Nevertheless, I was a little disappointed. Perhaps I’m an intellectual Neanderthal, but I would have liked to seen some macrobotanical evidence in addition to the microbotanicals. I was disappointed that they didn’t find a single cob or kernel. Give me a cupule! In North America, we find carbonized maize remains in hot and humid parts of the southeastern U.S., which is not that different environmentally from the tropics. I’ve excavated maize macroremains in the Yazoo Basin in Mississippi, and I’ve also worked in various parts of southern Mesoamerica, and frankly, the Mississippi Delta feels more tropical. I’ve worked at Copán, Honduras, which is at 600 m elevation, about the same as these sites in Guerrero, and it’s fairly cool and pleasant by comparison. I still find myself a teeny bit skeptical about phytolith and starch grain evidence, if only because they are young fields and so few people do them that I don’t get the sense that there’s a community of experts who have arrived at a consensus on various important issues. The authors of these articles are undoubtedly world experts on precisely these issues—the identification of maize starch and phytoliths—one couldn’t ask for a better group. And they deserve tremendous credit for having developed the approaches painstakingly over many years. But I would be happier if their results could be independently validated. Or, of course, they could keep digging till they find a hearth full of carbonized corn cobs.
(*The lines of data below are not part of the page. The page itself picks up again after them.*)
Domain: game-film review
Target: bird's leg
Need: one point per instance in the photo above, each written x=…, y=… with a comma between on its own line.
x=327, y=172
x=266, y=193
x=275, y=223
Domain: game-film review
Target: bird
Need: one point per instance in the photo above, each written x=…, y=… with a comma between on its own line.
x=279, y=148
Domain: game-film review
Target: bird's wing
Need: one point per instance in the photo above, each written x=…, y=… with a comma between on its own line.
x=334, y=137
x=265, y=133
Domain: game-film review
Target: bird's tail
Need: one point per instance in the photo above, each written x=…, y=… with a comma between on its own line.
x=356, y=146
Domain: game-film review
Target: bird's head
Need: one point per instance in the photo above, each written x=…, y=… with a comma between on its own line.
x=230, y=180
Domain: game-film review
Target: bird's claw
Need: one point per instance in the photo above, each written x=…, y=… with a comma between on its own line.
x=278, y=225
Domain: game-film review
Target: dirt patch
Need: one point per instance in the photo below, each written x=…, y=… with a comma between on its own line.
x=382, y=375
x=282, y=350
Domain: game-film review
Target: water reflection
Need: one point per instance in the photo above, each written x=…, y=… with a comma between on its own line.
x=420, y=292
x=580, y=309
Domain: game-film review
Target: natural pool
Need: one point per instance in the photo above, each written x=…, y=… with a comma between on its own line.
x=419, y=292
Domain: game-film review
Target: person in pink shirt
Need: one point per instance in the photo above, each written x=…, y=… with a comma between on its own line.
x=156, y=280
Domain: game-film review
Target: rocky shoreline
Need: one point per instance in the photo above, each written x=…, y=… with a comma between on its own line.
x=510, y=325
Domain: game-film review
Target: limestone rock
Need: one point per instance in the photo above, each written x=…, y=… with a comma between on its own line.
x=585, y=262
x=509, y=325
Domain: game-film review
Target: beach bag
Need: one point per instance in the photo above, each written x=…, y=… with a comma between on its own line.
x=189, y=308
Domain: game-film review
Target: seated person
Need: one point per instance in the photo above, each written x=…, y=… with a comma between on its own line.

I also would have been happier if the most significant of the deposits, at Xihuatoxtla rock shelter, had been deeper with better stratigraphic separation. The deposits there are barely 1 meter deep and the first 50 cm are post-Archaic. In fact, there are sherds down 60 cm in Layer C too. So, it’s really just Layers D and E, only 35 cm thick, that contain the whole Archaic part of the sequence, stretching back to almost 9000 B.P. Are we to believe that those two strata all date to 8990-8610 B.P., the age of the sole radiocarbon date from those strata? Shouldn’t the deposits have built up over time, like the ones above them apparently did? Actually, that carbon sample came from the middle of Stratum D, so some of this material may be even older than that date. But I think there’s no doubt that their conclusions would have been much stronger if they had found a deeper stratigraphic profile associated with more radiocarbon dates. Ideally, one would like deeper strata without any maize exploitation overlain by the earliest maize processing. I expect the Ranere team was disappointed in some respects too. In addition, I think some discussion, however brief (these are articles after all, not monographs), on the geomorphology and taphonomy of the deposits might have alleviated concerns about their shallowness. The map of the excavation in the Supplementary materials suggests that the ground drops away in front of the rock shelter, a common situation which leads to downslope movement of materials over time. So, evidence that the deposits are intact would have solidified their argument.

Overall, the articles report on an impressive achievement. Most of my doubts are based on what they found, which is not under their control. It’s no accident that no one has excavated Archaic sites in the valley of the Río Balsas till now. These guys have spent years doing survey to find sites, performing paleoenvironmental reconstruction, excavating sites and performing artifact analyses. And it’s probably not an easy area to work. I love Mexico. I’d rather be there right now. But Guerrero is not the safest place in the world.